Short preview samples of Where a Dobdob Meets a Dikdik are given below. To obtain links to online book merchants all over the world where you can buy my new book now by pre-ordering it, click on the booksellers link at the bottom of this page. My new book will be immediately available online and in bookstores all over the world by late October or early November, 2010.

Independent Book Review

from Falcata Times:

BOOK BLURB:

Were you taught in school that the English language has no rhyme for the word 'orange'? What about 'month', 'silver', or 'purple'? No rhymes for those either? Bill Casselman says poppycock! Digging into the dim recesses of the English language, he shows that there are valid rhyming words for all of these. Along the way, he explores the highways and byways of English - the world's wackiest language. English rejoices in a teeming trove of lexical gems borrowed from almost every language on Earth. Casselman expands his readers' vocabulary, from the sublime to the ridiculous, reveling in odd, obscure words and in amusing anecdotes about familiar phrases (Do you know the origin of 'For the love of Mike'?) Here's the perfect book to celebrate the wonders, the complexities, and the absurdities of our Mother Tongue.

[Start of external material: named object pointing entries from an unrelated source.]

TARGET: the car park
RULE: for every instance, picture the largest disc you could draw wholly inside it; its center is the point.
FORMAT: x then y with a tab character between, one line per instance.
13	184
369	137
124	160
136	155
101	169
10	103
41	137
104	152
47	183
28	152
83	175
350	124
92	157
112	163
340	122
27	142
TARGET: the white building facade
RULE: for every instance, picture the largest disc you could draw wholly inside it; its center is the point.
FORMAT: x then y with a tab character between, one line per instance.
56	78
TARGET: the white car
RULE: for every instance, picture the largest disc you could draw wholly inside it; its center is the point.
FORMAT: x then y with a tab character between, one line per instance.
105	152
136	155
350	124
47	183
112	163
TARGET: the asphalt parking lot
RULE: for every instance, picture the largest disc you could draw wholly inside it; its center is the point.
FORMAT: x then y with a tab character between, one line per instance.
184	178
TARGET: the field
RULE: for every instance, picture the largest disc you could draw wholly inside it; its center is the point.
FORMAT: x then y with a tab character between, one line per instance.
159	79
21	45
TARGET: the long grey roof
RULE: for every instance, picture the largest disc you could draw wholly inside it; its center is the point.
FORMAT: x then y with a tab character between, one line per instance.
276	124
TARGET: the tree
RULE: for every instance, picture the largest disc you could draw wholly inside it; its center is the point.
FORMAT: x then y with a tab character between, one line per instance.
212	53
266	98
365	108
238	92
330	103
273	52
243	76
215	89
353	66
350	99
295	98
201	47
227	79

By the way, the word 'sporange' rhymes with orange. It's a small capsule or receptacle that holds spores in certain species of mold.


REVIEW:

Whether you have a passing interest in the origin of words and phrases or are a scrabble nut or writer this book is one that will give you a whole new understanding of some of the languages nuances as well as some interesting factual trivia that could save your bacon in a pub quiz or just to impress that know it all in your life.

It’s definitely a quirky title and one that gives you a fun understanding of some of the changes in modern language. Add to this the authoritative as well as respectful tone of the Bill to guide you through the shark infested lexicon world and you know that its going to be a book that will be worth thumbing through a good few times. Beautifully presented this book is definitely something that will appeal to a great many readers as well as a great gift for that English loving person in your life.

 

 

Samples from My New Book:

Original Casselman humour! Available Nowhere Else! 92% of the word fun in this book is available only in this new book, Where a Dobdob Meets a Dikdik.

samples ………….

I delight in the joy of odd bird names:

“Another ploy of the wanton bird-namer is an obscure Latinate adjective prefixed to a common name: the cinereous conebill, the striolated bunting, the beryl-spangled tanager. . .

Then come bird names of a semantic hint that is embarrassing, bird names that sound like congenital malformations of one’s sexual apparatus, for example: dickcissel. It is so close to sissy dick that it might be a homophobic taunt from a school playground.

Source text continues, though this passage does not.